2. AI-Driven Recruitment Process

If you look up any sort of trend within any industry, artificial intelligence (AI) is likely to be on the list. The concept of AI and its benefits is not new, but its widespread adoption within the recruitment industry is, and with good reason. By reducing or completely removing repetitive high-volume tasks, AI can make a recruiter’s job easier, faster, and better. For example, tools such as textio can help remove bias from job descriptions, while other tools like Eightfold and Arya can decrease sourcing time. Additionally, from an internal perspective, AI tools can also help with employee onboarding and training. When deciding if and how AI fits into your company, consider what your recruitment process pain points are, and start looking into tools that will seamlessly integrate into your workflow rather than disrupting it.


Rectangle 10

3. Diversity, Equity, and Inclusion

Diversity in the workplace has been a topic of discussion for several decades, but the subject is finally getting the attention it deserves in recent years. Today, diversity, equity, and inclusion (DEI) is no longer a “nice-to-have” but is a business-critical initiative - one that recruitment can lead. First, it is essential to assess how well your company currently works towards achieving meaningful representation and the diverse perspectives it brings. This likely entails collecting data on your current DEI targets and identifying the ways to improve. Once this has been assessed, you can start to think about the role DEI plays in your recruitment process and how prioritizing can help bring in the fresh perspective needed to drive your business forward. In other words, think about the role that recruitment plays in reaching and contributing to your DEI goals and initiatives. However, this prioritization requires a data-driven approach that aims to remove bias across all stages of your hiring process. You can read more about data-driven recruitment in our blog post “How data-driven assessment ensures your business growth.”
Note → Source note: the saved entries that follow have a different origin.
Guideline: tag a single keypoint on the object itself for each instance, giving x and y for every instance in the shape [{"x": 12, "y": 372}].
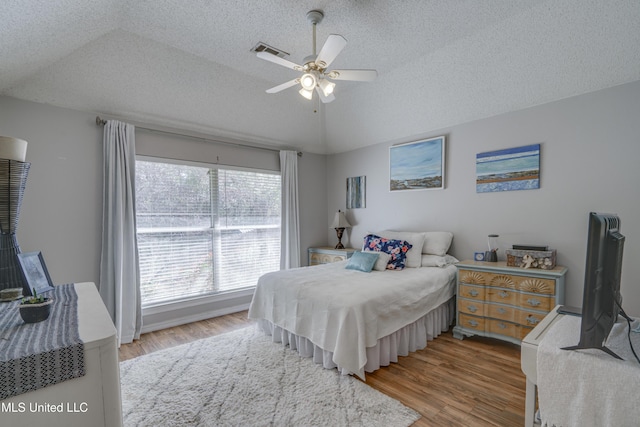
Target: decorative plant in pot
[{"x": 35, "y": 308}]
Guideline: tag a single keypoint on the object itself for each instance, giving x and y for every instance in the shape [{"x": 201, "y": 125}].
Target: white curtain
[
  {"x": 290, "y": 227},
  {"x": 119, "y": 272}
]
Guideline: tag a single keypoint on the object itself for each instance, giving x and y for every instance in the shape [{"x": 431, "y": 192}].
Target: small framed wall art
[
  {"x": 356, "y": 192},
  {"x": 417, "y": 165},
  {"x": 507, "y": 170}
]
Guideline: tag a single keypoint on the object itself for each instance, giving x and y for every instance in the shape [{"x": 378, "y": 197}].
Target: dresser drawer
[
  {"x": 471, "y": 307},
  {"x": 472, "y": 292},
  {"x": 536, "y": 302},
  {"x": 511, "y": 281},
  {"x": 502, "y": 312},
  {"x": 503, "y": 328},
  {"x": 471, "y": 322},
  {"x": 318, "y": 258},
  {"x": 502, "y": 301},
  {"x": 530, "y": 318},
  {"x": 502, "y": 296}
]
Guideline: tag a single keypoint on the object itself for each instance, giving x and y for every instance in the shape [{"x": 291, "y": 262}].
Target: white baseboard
[{"x": 192, "y": 318}]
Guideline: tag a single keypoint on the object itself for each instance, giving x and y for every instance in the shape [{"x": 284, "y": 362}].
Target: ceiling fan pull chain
[{"x": 314, "y": 39}]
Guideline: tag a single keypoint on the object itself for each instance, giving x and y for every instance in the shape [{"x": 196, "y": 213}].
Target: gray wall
[
  {"x": 589, "y": 162},
  {"x": 62, "y": 208}
]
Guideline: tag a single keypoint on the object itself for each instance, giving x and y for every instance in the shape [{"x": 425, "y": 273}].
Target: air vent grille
[{"x": 263, "y": 47}]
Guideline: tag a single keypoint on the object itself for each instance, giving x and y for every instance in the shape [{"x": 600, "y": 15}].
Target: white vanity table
[
  {"x": 528, "y": 360},
  {"x": 584, "y": 387},
  {"x": 92, "y": 400}
]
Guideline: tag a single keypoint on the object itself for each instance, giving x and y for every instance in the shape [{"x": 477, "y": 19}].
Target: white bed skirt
[{"x": 411, "y": 338}]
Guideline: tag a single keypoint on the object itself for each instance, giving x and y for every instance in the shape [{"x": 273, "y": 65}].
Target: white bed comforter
[{"x": 346, "y": 311}]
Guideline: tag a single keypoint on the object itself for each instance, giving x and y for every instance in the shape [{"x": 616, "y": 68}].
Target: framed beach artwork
[
  {"x": 507, "y": 170},
  {"x": 417, "y": 165},
  {"x": 356, "y": 192}
]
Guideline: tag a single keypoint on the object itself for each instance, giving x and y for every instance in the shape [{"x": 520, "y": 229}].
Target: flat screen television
[{"x": 601, "y": 300}]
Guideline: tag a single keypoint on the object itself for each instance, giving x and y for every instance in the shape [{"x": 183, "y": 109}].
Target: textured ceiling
[{"x": 187, "y": 64}]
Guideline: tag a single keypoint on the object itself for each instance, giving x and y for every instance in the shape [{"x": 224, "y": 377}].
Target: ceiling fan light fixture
[
  {"x": 308, "y": 81},
  {"x": 306, "y": 93},
  {"x": 326, "y": 86}
]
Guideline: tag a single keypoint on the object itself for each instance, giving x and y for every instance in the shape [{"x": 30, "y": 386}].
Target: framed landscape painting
[
  {"x": 417, "y": 165},
  {"x": 507, "y": 170}
]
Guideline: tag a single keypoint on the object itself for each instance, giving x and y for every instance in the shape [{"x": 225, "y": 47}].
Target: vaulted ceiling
[{"x": 187, "y": 64}]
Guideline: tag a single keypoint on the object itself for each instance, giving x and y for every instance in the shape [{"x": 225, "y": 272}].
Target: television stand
[
  {"x": 611, "y": 377},
  {"x": 603, "y": 348}
]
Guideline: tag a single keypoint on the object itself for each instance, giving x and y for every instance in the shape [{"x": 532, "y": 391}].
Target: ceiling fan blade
[
  {"x": 332, "y": 47},
  {"x": 283, "y": 86},
  {"x": 280, "y": 61},
  {"x": 323, "y": 98},
  {"x": 356, "y": 75}
]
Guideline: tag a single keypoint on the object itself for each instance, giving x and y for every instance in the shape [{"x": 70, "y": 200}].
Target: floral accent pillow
[{"x": 396, "y": 248}]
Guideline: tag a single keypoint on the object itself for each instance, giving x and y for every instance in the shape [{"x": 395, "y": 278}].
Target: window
[{"x": 203, "y": 231}]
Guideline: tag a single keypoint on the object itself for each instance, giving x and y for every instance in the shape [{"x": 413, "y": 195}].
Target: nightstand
[
  {"x": 498, "y": 301},
  {"x": 325, "y": 255}
]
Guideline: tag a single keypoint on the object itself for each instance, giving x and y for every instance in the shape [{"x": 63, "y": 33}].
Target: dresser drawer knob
[{"x": 532, "y": 320}]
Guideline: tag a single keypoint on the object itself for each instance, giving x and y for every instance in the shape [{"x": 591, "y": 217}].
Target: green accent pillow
[{"x": 362, "y": 261}]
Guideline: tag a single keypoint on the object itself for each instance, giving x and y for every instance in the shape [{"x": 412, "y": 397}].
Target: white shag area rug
[{"x": 241, "y": 378}]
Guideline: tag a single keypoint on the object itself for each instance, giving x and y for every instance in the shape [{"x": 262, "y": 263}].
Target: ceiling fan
[{"x": 315, "y": 74}]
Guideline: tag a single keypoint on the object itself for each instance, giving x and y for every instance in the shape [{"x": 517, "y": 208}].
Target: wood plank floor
[{"x": 474, "y": 382}]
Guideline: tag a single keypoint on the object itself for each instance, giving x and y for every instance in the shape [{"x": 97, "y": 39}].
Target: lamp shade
[
  {"x": 339, "y": 221},
  {"x": 13, "y": 148}
]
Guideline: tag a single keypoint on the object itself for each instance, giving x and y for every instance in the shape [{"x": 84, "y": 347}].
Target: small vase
[{"x": 33, "y": 313}]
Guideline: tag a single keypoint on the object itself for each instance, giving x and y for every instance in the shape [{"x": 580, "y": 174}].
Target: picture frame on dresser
[
  {"x": 35, "y": 273},
  {"x": 327, "y": 254},
  {"x": 499, "y": 301}
]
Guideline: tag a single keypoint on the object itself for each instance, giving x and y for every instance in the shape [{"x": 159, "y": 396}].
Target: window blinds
[{"x": 202, "y": 231}]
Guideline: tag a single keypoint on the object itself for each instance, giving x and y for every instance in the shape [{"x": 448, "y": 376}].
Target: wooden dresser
[
  {"x": 325, "y": 255},
  {"x": 498, "y": 301}
]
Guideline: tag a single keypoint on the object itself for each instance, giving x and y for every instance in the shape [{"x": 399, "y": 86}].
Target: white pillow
[
  {"x": 437, "y": 242},
  {"x": 383, "y": 260},
  {"x": 416, "y": 240},
  {"x": 437, "y": 260}
]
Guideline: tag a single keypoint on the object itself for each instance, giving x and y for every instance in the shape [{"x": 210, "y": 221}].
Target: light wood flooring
[{"x": 474, "y": 382}]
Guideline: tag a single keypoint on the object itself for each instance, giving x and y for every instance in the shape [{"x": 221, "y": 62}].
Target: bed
[{"x": 357, "y": 320}]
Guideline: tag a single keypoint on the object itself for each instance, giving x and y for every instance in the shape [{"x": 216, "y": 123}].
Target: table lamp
[
  {"x": 340, "y": 223},
  {"x": 13, "y": 179}
]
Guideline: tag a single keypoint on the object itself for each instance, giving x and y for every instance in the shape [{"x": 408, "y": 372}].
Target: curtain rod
[{"x": 101, "y": 122}]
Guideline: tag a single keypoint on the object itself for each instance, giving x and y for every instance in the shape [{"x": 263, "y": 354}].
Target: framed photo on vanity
[{"x": 35, "y": 273}]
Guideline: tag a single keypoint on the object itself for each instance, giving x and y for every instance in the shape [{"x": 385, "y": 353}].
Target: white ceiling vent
[{"x": 263, "y": 47}]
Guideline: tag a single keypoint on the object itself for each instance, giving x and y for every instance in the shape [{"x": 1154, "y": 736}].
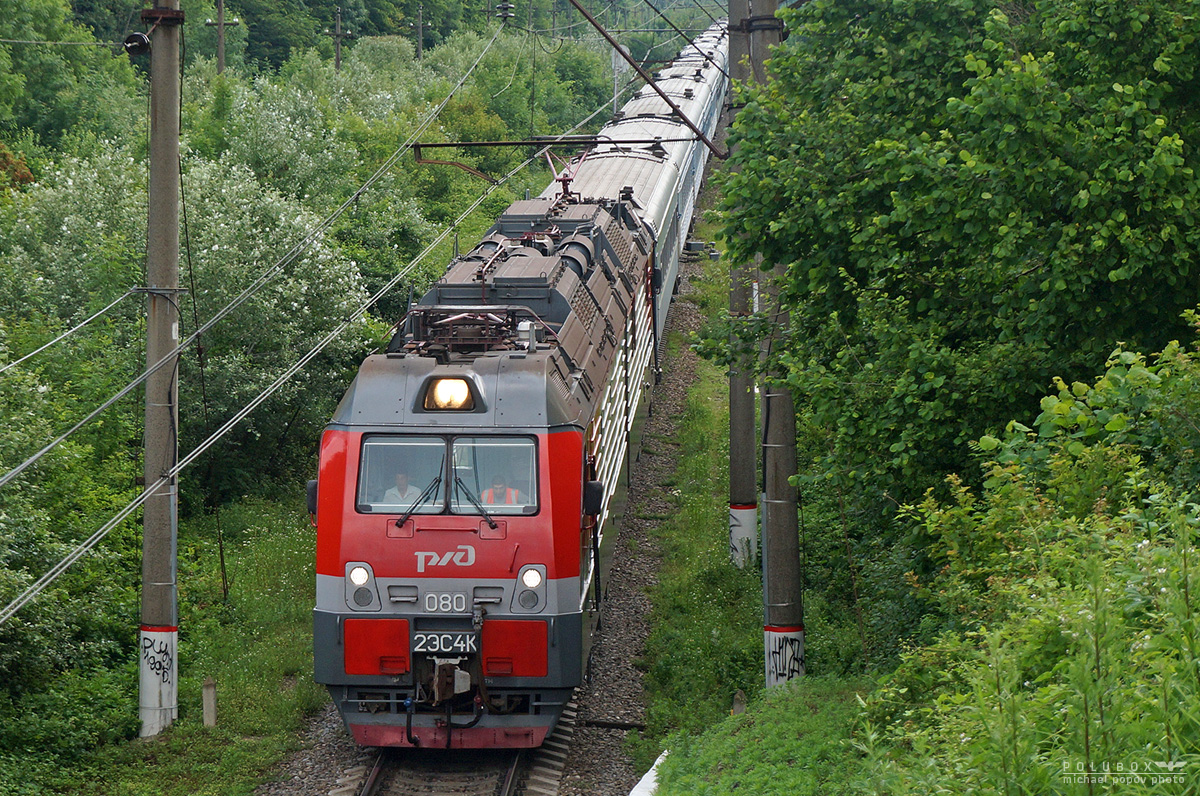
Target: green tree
[{"x": 967, "y": 202}]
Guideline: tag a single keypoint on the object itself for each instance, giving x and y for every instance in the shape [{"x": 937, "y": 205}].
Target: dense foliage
[
  {"x": 270, "y": 148},
  {"x": 976, "y": 203},
  {"x": 969, "y": 199}
]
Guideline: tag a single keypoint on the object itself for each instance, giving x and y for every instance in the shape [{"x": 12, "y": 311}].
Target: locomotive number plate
[
  {"x": 445, "y": 642},
  {"x": 445, "y": 603}
]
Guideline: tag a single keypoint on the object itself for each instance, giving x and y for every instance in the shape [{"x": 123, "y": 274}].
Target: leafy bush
[{"x": 1069, "y": 635}]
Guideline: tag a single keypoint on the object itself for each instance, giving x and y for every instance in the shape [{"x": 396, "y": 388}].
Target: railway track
[{"x": 453, "y": 772}]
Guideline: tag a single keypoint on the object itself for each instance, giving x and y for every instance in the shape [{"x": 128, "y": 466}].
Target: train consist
[{"x": 467, "y": 477}]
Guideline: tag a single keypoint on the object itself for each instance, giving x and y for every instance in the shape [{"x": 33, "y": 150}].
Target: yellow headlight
[{"x": 449, "y": 394}]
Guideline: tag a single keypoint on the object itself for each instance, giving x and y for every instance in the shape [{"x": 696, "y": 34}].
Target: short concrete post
[{"x": 210, "y": 701}]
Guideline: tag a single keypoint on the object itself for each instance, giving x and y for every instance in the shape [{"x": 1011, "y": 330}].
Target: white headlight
[
  {"x": 531, "y": 578},
  {"x": 449, "y": 394}
]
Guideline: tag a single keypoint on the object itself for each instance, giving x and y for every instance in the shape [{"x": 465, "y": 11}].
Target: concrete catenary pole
[
  {"x": 743, "y": 450},
  {"x": 159, "y": 664},
  {"x": 337, "y": 36},
  {"x": 221, "y": 24},
  {"x": 783, "y": 608}
]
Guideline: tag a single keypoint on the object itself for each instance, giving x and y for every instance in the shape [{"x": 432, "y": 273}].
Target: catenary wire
[
  {"x": 29, "y": 41},
  {"x": 42, "y": 582},
  {"x": 67, "y": 334},
  {"x": 262, "y": 280}
]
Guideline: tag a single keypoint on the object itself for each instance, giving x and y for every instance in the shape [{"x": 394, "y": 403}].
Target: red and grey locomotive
[{"x": 467, "y": 477}]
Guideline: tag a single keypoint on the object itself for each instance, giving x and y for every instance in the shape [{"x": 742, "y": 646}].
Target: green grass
[
  {"x": 706, "y": 640},
  {"x": 793, "y": 742},
  {"x": 258, "y": 648}
]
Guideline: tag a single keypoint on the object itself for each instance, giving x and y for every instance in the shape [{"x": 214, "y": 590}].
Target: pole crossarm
[{"x": 721, "y": 154}]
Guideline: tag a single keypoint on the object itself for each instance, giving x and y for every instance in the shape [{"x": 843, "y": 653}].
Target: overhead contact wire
[
  {"x": 42, "y": 582},
  {"x": 263, "y": 279},
  {"x": 67, "y": 334}
]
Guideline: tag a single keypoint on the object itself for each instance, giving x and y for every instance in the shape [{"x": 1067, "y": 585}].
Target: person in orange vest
[{"x": 502, "y": 494}]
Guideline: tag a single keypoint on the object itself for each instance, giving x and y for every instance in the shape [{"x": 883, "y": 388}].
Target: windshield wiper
[
  {"x": 479, "y": 507},
  {"x": 420, "y": 498}
]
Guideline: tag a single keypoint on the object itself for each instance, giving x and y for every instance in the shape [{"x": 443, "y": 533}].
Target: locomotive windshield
[{"x": 414, "y": 473}]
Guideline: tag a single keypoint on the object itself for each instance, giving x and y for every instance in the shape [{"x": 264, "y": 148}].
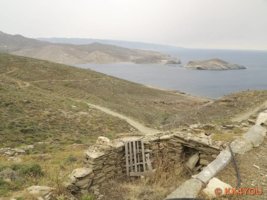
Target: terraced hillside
[{"x": 41, "y": 100}]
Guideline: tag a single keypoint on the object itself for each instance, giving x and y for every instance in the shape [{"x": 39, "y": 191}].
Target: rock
[
  {"x": 214, "y": 184},
  {"x": 228, "y": 126},
  {"x": 40, "y": 192},
  {"x": 9, "y": 175},
  {"x": 251, "y": 121},
  {"x": 262, "y": 118},
  {"x": 84, "y": 183},
  {"x": 256, "y": 166},
  {"x": 11, "y": 151},
  {"x": 204, "y": 162},
  {"x": 189, "y": 189},
  {"x": 212, "y": 64},
  {"x": 28, "y": 147},
  {"x": 81, "y": 172},
  {"x": 103, "y": 141},
  {"x": 215, "y": 166},
  {"x": 255, "y": 135},
  {"x": 15, "y": 159},
  {"x": 192, "y": 161},
  {"x": 241, "y": 145}
]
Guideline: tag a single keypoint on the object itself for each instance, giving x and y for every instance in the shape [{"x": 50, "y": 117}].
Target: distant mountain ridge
[
  {"x": 78, "y": 54},
  {"x": 121, "y": 43}
]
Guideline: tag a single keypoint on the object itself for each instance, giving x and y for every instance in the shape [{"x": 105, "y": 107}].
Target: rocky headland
[{"x": 213, "y": 64}]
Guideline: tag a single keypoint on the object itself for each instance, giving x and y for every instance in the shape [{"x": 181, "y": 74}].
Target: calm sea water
[{"x": 212, "y": 84}]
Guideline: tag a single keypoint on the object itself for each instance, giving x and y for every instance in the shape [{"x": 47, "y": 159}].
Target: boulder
[
  {"x": 81, "y": 172},
  {"x": 241, "y": 145},
  {"x": 255, "y": 135},
  {"x": 192, "y": 161},
  {"x": 189, "y": 189},
  {"x": 41, "y": 192},
  {"x": 214, "y": 185},
  {"x": 9, "y": 175},
  {"x": 103, "y": 141},
  {"x": 262, "y": 118}
]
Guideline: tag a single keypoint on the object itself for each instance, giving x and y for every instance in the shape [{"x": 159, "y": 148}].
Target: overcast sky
[{"x": 231, "y": 24}]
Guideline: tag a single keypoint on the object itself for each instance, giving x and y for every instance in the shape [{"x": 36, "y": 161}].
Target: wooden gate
[{"x": 137, "y": 161}]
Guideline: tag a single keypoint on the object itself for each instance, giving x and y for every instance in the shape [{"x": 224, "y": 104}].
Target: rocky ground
[{"x": 253, "y": 171}]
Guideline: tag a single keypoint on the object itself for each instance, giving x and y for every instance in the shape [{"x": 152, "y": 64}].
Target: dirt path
[
  {"x": 140, "y": 127},
  {"x": 246, "y": 115}
]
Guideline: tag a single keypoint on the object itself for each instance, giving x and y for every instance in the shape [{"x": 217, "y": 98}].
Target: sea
[{"x": 212, "y": 84}]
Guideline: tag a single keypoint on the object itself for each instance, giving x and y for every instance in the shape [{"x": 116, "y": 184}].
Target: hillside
[
  {"x": 78, "y": 54},
  {"x": 52, "y": 91}
]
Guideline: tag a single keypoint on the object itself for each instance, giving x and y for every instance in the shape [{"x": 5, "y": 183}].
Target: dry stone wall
[{"x": 105, "y": 160}]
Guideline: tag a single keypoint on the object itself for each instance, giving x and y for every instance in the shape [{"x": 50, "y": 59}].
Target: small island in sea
[{"x": 212, "y": 64}]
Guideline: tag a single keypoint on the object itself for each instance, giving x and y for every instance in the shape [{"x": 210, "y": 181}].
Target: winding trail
[
  {"x": 246, "y": 115},
  {"x": 140, "y": 127}
]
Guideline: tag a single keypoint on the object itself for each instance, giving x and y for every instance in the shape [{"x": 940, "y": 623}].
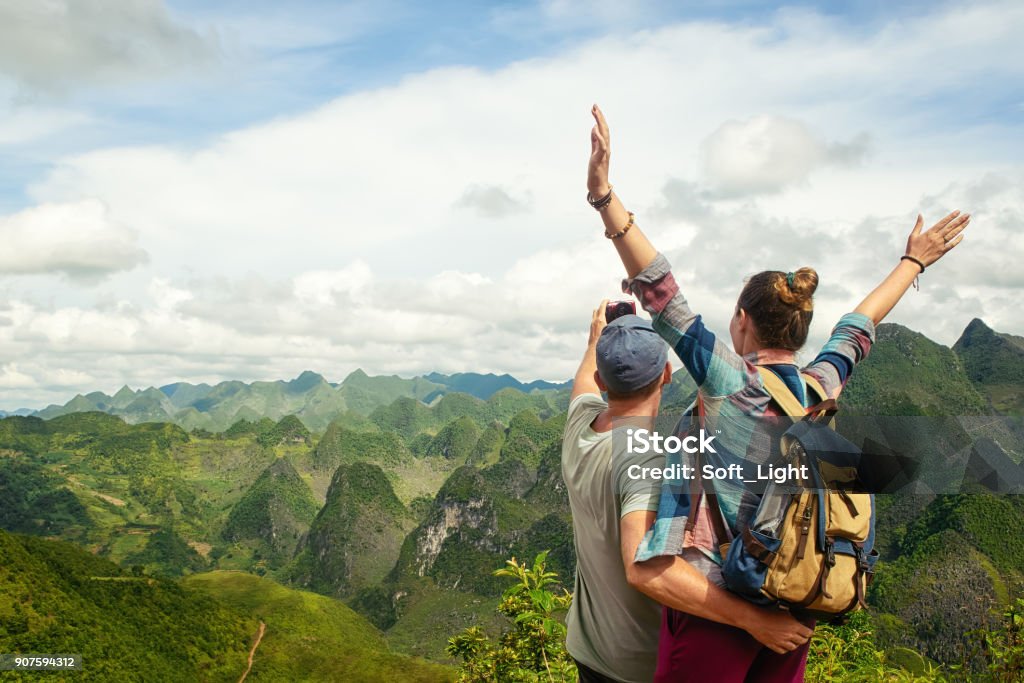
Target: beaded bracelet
[
  {"x": 615, "y": 236},
  {"x": 602, "y": 203}
]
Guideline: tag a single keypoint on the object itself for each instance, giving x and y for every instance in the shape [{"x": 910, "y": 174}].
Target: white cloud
[
  {"x": 766, "y": 154},
  {"x": 491, "y": 202},
  {"x": 440, "y": 224},
  {"x": 78, "y": 240},
  {"x": 51, "y": 44}
]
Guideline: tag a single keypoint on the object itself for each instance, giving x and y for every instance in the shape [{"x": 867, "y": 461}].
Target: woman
[{"x": 769, "y": 325}]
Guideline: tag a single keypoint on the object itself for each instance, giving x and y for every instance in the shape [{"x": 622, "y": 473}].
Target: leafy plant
[
  {"x": 1001, "y": 649},
  {"x": 534, "y": 648},
  {"x": 849, "y": 653}
]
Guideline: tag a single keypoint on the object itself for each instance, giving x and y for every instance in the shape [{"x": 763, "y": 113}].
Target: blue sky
[{"x": 202, "y": 190}]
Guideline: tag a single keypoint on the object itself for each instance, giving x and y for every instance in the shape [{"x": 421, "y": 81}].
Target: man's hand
[
  {"x": 932, "y": 245},
  {"x": 598, "y": 323},
  {"x": 778, "y": 631},
  {"x": 600, "y": 153}
]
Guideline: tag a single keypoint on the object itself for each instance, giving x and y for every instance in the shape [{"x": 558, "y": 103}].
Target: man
[{"x": 613, "y": 628}]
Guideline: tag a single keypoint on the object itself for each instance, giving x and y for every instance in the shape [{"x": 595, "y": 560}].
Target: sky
[{"x": 208, "y": 190}]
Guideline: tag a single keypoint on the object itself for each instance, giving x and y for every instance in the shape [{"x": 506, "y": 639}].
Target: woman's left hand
[{"x": 930, "y": 246}]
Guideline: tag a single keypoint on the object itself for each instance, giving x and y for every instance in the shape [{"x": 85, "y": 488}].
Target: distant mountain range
[
  {"x": 309, "y": 396},
  {"x": 399, "y": 497}
]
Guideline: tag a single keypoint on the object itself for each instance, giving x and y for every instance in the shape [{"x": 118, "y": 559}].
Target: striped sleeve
[
  {"x": 849, "y": 344},
  {"x": 715, "y": 367}
]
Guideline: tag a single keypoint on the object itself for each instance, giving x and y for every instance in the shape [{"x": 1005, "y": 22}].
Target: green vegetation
[
  {"x": 274, "y": 512},
  {"x": 355, "y": 537},
  {"x": 908, "y": 374},
  {"x": 532, "y": 647},
  {"x": 309, "y": 637},
  {"x": 342, "y": 445},
  {"x": 416, "y": 494},
  {"x": 57, "y": 598},
  {"x": 456, "y": 440}
]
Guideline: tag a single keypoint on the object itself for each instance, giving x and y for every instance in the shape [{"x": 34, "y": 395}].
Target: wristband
[
  {"x": 600, "y": 204},
  {"x": 911, "y": 258}
]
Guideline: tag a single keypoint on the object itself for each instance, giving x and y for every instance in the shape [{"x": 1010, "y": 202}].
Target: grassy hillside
[
  {"x": 57, "y": 598},
  {"x": 309, "y": 637},
  {"x": 908, "y": 374},
  {"x": 994, "y": 363}
]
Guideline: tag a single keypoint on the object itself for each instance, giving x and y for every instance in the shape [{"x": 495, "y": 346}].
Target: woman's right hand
[
  {"x": 931, "y": 245},
  {"x": 600, "y": 152}
]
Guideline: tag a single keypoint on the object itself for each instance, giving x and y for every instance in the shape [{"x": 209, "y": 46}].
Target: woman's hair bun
[{"x": 797, "y": 289}]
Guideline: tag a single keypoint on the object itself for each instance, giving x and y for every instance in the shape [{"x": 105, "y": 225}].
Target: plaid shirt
[{"x": 735, "y": 399}]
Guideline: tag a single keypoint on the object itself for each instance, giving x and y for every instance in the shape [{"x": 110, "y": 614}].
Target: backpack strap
[{"x": 782, "y": 395}]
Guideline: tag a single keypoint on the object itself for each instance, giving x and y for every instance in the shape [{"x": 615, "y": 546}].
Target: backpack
[{"x": 809, "y": 547}]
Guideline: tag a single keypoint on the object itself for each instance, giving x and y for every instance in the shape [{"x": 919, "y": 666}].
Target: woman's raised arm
[{"x": 923, "y": 249}]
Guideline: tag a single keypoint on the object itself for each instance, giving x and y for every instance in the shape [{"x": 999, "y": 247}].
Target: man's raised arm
[
  {"x": 584, "y": 382},
  {"x": 634, "y": 248}
]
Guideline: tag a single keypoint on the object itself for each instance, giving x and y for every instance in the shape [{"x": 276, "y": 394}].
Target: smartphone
[{"x": 619, "y": 308}]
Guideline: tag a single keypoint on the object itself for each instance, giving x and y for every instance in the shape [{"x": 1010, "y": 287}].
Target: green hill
[
  {"x": 455, "y": 440},
  {"x": 309, "y": 637},
  {"x": 355, "y": 537},
  {"x": 342, "y": 445},
  {"x": 274, "y": 513},
  {"x": 907, "y": 374},
  {"x": 994, "y": 363},
  {"x": 57, "y": 598}
]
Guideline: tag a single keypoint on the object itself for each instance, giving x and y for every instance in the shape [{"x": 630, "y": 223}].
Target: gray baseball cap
[{"x": 630, "y": 354}]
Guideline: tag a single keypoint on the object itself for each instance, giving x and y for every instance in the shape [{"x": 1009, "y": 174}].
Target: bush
[{"x": 532, "y": 649}]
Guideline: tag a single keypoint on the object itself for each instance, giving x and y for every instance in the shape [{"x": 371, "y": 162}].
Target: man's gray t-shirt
[{"x": 612, "y": 628}]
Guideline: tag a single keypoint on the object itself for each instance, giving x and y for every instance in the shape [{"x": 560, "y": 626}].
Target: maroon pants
[{"x": 697, "y": 649}]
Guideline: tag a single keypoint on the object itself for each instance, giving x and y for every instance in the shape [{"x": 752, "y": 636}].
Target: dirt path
[{"x": 252, "y": 652}]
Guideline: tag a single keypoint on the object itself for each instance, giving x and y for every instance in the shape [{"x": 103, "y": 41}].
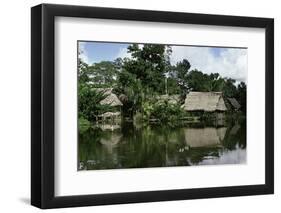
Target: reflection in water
[{"x": 128, "y": 146}]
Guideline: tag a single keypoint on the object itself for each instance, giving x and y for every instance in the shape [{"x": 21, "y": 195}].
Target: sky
[{"x": 228, "y": 62}]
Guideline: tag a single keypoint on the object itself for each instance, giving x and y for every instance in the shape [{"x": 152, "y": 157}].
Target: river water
[{"x": 140, "y": 146}]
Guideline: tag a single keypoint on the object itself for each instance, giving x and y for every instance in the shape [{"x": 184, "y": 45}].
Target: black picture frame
[{"x": 43, "y": 101}]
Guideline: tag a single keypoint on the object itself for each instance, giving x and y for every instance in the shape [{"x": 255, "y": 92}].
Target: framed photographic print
[{"x": 139, "y": 106}]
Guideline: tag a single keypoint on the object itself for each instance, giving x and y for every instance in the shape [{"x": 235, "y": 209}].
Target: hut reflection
[{"x": 209, "y": 136}]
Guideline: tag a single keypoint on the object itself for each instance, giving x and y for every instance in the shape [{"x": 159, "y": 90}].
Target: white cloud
[
  {"x": 231, "y": 62},
  {"x": 122, "y": 53},
  {"x": 83, "y": 53}
]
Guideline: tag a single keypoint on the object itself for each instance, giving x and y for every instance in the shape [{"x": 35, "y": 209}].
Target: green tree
[
  {"x": 103, "y": 74},
  {"x": 89, "y": 102},
  {"x": 148, "y": 64}
]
4. Flexibility of Remote Work

Lockdowns forced nearly all companies to close their doors and send their employees to work from home. Although many companies are reopening their doors, remote workplaces aren’t going anywhere as managers and employees alike discovered newfound freedom and increased productivity that work-from-home has to offer. What does this mean for recruitment? Not only have candidates adjusted to their own new normal, their expectations around remote work and flexible hours have also changed. In fact, nearly 80% of employees want to work from home at least one day a week. So, as we transition back into working from the office, many candidates will be wondering what they can expect from your work-from-home policy. For example, do you supply office equipment to those working from home? If you have a blended approach, how many days a week is the candidate expected to be in the office? In short, today’s changing work environment highlights the importance of clearly communicating an established, yet flexible, work-from-home policy that can manage candidate expectations.



5.Recruitment to Play a Bigger Role in Corporate Strategy

The trends outlined above are presented through a recruiter’s lens, but the truth of the matter is that these movements transcend beyond the domain of recruitment. They have implications for nearly every aspect of an organization. Additionally, knowledgeable recruiters can access valuable data that helps identify potential skills gaps and industry talent shortages. This means that moving forward, recruiters and HR leaders can expect to have a more prominent voice when it comes to long-term strategic development - not just at an HR-level, but at a company-wide level.